La mission souhaite que le CNFEL fixe dans un schéma pluriannuel les objectifs souhaitables en matière de contenu de la formation des élus locaux et vérifie, au moment de l'agrément des organismes, si la nature des formations proposées est bien compatible avec le schéma proposé .

2. Utiliser plus largement les crédits formation

Constatant que le taux maximum de 20 %, soit s'applique à des indemnités souvent inférieures au plafond légal, soit n'est pas consommé en totalité, diverses propositions ont été émises pour fixer un minimum obligatoire de dépenses au titre de la formation dans chaque collectivité.

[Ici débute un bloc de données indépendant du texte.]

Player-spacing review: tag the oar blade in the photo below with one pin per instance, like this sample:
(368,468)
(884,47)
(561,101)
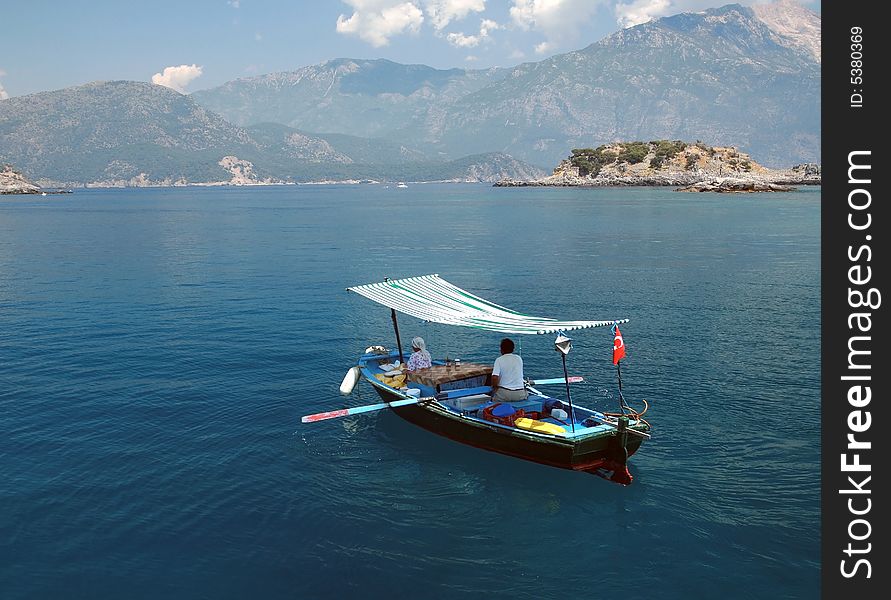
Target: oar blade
(331,414)
(555,380)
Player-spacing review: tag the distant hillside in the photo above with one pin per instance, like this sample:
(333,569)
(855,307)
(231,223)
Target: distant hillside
(131,133)
(666,162)
(733,75)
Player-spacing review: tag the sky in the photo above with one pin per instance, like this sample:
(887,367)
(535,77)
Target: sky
(190,45)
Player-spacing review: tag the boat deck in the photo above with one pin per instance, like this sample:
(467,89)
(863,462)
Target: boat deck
(464,390)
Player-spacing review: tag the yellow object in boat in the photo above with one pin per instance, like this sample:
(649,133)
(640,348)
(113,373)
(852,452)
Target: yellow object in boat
(539,426)
(398,381)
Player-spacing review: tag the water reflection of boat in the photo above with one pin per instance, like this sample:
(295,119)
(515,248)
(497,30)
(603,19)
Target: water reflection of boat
(455,399)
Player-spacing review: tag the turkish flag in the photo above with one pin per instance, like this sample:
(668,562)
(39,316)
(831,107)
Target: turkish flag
(618,346)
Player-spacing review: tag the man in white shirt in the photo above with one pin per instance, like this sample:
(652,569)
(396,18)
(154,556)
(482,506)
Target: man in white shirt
(507,375)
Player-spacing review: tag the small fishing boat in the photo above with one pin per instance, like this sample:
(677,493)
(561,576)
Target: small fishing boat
(455,399)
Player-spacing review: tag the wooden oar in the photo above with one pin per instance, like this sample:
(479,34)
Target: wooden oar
(358,410)
(572,379)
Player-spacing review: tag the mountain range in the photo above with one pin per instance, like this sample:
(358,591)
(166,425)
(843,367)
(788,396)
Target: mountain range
(734,76)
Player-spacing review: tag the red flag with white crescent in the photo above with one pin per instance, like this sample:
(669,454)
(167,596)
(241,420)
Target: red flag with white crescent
(618,345)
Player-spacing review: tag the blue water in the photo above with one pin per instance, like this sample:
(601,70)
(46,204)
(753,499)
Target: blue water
(158,348)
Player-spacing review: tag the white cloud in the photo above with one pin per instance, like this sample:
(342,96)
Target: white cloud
(543,47)
(560,21)
(443,12)
(460,40)
(376,21)
(641,11)
(177,78)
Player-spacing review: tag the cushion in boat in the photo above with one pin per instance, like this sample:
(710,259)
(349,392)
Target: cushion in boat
(539,426)
(503,410)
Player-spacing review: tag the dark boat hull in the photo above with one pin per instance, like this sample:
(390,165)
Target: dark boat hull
(604,454)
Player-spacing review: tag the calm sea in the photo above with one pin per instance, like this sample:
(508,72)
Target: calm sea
(158,348)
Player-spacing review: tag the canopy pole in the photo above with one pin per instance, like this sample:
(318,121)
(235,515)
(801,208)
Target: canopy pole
(396,329)
(568,397)
(622,404)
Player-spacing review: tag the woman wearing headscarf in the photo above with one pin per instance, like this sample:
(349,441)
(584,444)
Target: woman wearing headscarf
(420,358)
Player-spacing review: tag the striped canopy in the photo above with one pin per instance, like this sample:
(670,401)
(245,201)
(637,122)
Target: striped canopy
(431,298)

Le Livre Blanc de l'AMF suggère de fixer ce minimum à 20 % du montant maximal des indemnités de fonction prévues par la loi.

Sachant que certaines collectivités locales ne consacrent aucun crédit à la formation de leurs élus, le passage, sans aucune progressivité, au taux plafond actuel, pourrait néanmoins constituer un effort excessif pour des collectivités qui subissent une contrainte budgétaire importante.

M. Bruno Odin, directeur de l'Association des maires d'Indre-et-Loire, lors de son audition par la mission, a proposé l'obligation d'inscrire au budget des collectivités et de mandater une somme minimale, qui serait versée à des organismes collecteurs mutualisant les fonds recueillis au niveau régional, ces organismes collecteurs pouvant être des syndicats mixtes.

Il paraît souhaitable d'éviter un encadrement trop rigide des obligations des collectivités territoriales . Il convient de laisser un degré de liberté aux collectivités en termes de montants des budgets de formation. Il est également souhaitable de ne pas générer artificiellement des flux financiers élevés vers l'appareil de formation dès lors que le niveau de l'offre ou sa qualité n'apparaît pas suffisant.

C'est pourquoi, sans imposer expressément de taux minimum de dépenses de formation par rapport au montant des indemnités, la mission commune d'information propose de compléter le principe du droit à formation de l'élu, posé par la loi du 3 février 1992, en indiquant dans la loi que chaque maire doit suivre au moins une formation au cours de son mandat.

Cette obligation pourrait être étendue ultérieurement à d'autres catégories d'élus locaux s'il apparaissait qu'elle débouche sur une utilisation plus forte des crédits de formation par les communes.

* 19 Rapport n° 391 (77-78) du 1 er juin 1978 présenté par M. Roger Boileau, rapporteur au nom de la commission des Lois.

* 20 Les documents de travail du Sénat, Série législation comparée, Le statut de l'élu local, n° 1143, octobre 1998.

* 21 Cette disposition, introduite par l'Assemblée nationale en nouvelle lecture, a été adoptée conforme par le Sénat au cours de la séance publique du 19 octobre 1999.

* 22 A compter du 31 décembre 2007, seront prises en compte les 25 meilleures années de salaire.

* 23 Projet de Livre Blanc sur le statut de l'élu, note du 15 octobre 1999, AMF.

* 24 Cf. rapport Sénat n° 449 (1998-1999) présenté par M. Jacques Larché.

* 25 Les taux réels de cotisation sont prélevés sur la rémunération globale brute (5,63 % sur la tranche A et 17,5 % sur la tranche B). Toutefois, pour déterminer le nombre de points acquis au titre du régime IRCANTEC, le calcul est effectué comme si les cotisations avaient été prélevées à des taux dénommés " taux théoriques " (4,5 % sur la tranche A et 14 % sur la tranche B). Le nombre de points est obtenu en rapportant le montant des cotisations théoriques, calculées à partir du salaire et des taux théoriques, au salaire de référence fixé par l'IRCANTEC, lequel évolue chaque année en fonction des traitements de la Fonction publique (le salaire de référence était de 15,74 francs en 1998).

* 26 Réponse à la question écrite n° 1849 du 1 er juillet 1993 (JO Débats Sénat du 14 octobre 1993).